Everyone ends up knowing each other at hotels and dining together in groups. It gives me the sense of either being in a dorm or on a cruise.

It's common for people to walk through traffic selling all kinds of goods in plastic bowls balanced on top of their heads

It's common for people to walk through traffic selling all kinds of goods in plastic bowls balanced on top of their heads

Personal Drivers and Traffic

As an expat in Luanda, you can't expect to drive around the city on your own and after you see the quality of driving, I can't imagine that you'd want to! The reality is that expats are advised not to drive as a repercussion in case you were to get in a car accident or come across a local official, you'll be in big trouble (I won't get into the 'local justice').

Traffic in Luanda is a nightmare! You can expect to always be stuck in traffic. And during peak hours, forget about it. You can expect to spend between 10 minutes and 2 hours driving about half a mile!

The driving quality is another story - I've never seen or imagined such craziness! There are hardly any traffic lights, they cut each other off like crazy, there's total disregard for pedestrians, they swerve all over the road, and try to speed down the street like there's some street racing going on.

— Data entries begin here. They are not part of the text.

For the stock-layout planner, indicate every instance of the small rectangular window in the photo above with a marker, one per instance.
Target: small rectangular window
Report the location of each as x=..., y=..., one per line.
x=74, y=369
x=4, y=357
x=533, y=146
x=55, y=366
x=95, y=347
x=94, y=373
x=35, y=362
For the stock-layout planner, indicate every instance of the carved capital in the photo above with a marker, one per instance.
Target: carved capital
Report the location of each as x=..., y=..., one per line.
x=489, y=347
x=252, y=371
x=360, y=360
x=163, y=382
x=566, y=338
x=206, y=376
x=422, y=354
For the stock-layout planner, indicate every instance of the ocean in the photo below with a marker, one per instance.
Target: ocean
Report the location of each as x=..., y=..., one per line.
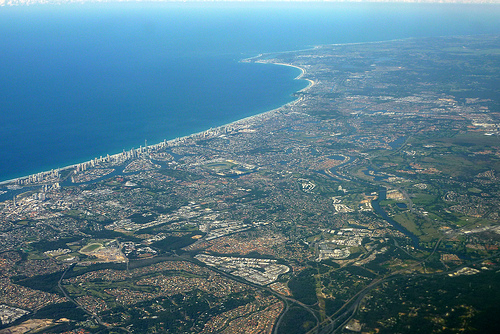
x=79, y=81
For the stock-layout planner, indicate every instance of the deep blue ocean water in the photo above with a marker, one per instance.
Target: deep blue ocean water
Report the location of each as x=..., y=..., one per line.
x=83, y=80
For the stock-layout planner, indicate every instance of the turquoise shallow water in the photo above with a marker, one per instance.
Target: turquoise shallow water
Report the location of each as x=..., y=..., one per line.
x=80, y=81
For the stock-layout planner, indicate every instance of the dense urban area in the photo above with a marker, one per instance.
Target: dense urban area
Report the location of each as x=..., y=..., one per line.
x=370, y=204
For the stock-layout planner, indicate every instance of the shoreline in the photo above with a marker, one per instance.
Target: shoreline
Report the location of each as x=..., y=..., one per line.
x=168, y=143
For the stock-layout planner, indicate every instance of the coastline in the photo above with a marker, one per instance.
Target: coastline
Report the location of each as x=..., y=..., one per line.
x=168, y=143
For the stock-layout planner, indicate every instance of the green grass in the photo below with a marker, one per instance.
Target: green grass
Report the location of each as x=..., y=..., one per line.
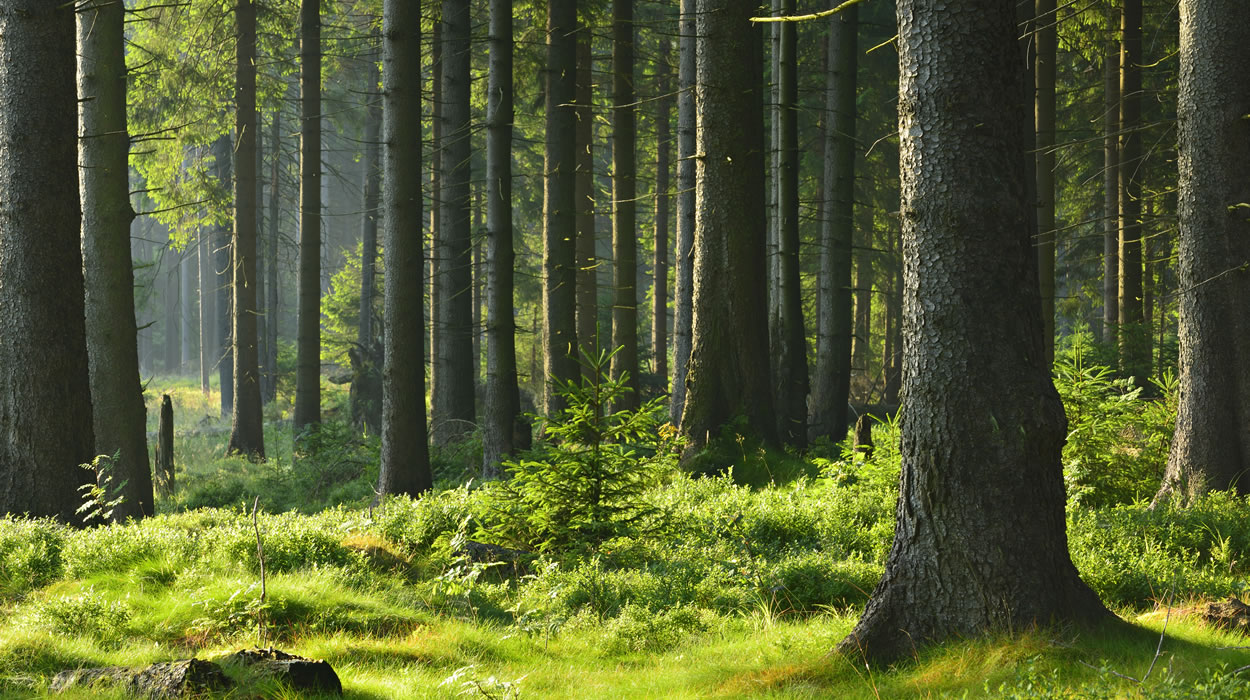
x=735, y=589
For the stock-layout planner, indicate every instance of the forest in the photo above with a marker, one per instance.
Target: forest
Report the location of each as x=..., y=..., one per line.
x=624, y=349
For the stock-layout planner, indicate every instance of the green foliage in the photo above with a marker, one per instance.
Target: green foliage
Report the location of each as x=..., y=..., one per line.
x=586, y=484
x=1118, y=440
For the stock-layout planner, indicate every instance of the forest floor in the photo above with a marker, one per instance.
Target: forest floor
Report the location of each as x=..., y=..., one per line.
x=741, y=591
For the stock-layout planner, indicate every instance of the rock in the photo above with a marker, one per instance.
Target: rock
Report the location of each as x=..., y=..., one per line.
x=1229, y=614
x=295, y=671
x=169, y=679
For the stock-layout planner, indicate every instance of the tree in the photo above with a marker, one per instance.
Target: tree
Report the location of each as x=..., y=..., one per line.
x=624, y=366
x=790, y=393
x=111, y=341
x=503, y=398
x=405, y=450
x=835, y=326
x=246, y=425
x=308, y=343
x=683, y=291
x=979, y=541
x=1209, y=450
x=45, y=398
x=454, y=400
x=559, y=204
x=728, y=374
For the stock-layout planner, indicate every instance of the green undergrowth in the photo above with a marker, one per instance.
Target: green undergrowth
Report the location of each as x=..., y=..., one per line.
x=725, y=585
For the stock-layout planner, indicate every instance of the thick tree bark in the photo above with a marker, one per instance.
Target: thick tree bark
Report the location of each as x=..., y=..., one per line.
x=1211, y=445
x=454, y=411
x=624, y=364
x=405, y=451
x=660, y=256
x=45, y=395
x=1046, y=41
x=308, y=344
x=246, y=429
x=684, y=258
x=980, y=539
x=503, y=396
x=836, y=321
x=1111, y=194
x=726, y=376
x=790, y=351
x=104, y=150
x=1134, y=338
x=559, y=204
x=588, y=263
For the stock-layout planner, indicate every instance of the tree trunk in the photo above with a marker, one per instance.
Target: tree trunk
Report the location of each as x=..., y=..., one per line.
x=165, y=481
x=308, y=350
x=836, y=320
x=45, y=395
x=1111, y=195
x=104, y=149
x=246, y=429
x=588, y=264
x=1211, y=445
x=366, y=398
x=1046, y=41
x=979, y=543
x=454, y=413
x=684, y=255
x=405, y=450
x=503, y=395
x=1134, y=341
x=728, y=371
x=790, y=391
x=660, y=259
x=559, y=204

Public transportation is almost non-existent, with the exception of a handful of taxis which have the rep of not being very safe and there are also buses that some locals take but they're not advisable for foreigners.

Traffic in Luanda

A Bright Future?

Luanda is definitely an unusual place to be right now and I can't imagine anyone traveling here for leisure (not to mention the difficultly one may face even trying to obtain a visa). The expat community is pretty much limited to people working in oil, construction and consulting.

There are certainly awesome aspects of being here during this transitional time. I'm seeing glassy skyscrapers going up alongside crumbling, rundown buildings; slums are getting taken down in front of my eyes in order to make room for new development; roads are being paved; and right now is certainly an exciting time, in an adventurous kind of way for an expat to be living in Luanda.

I would imagine that things will be very different here even one year from now. Hopefully they will only change for the better.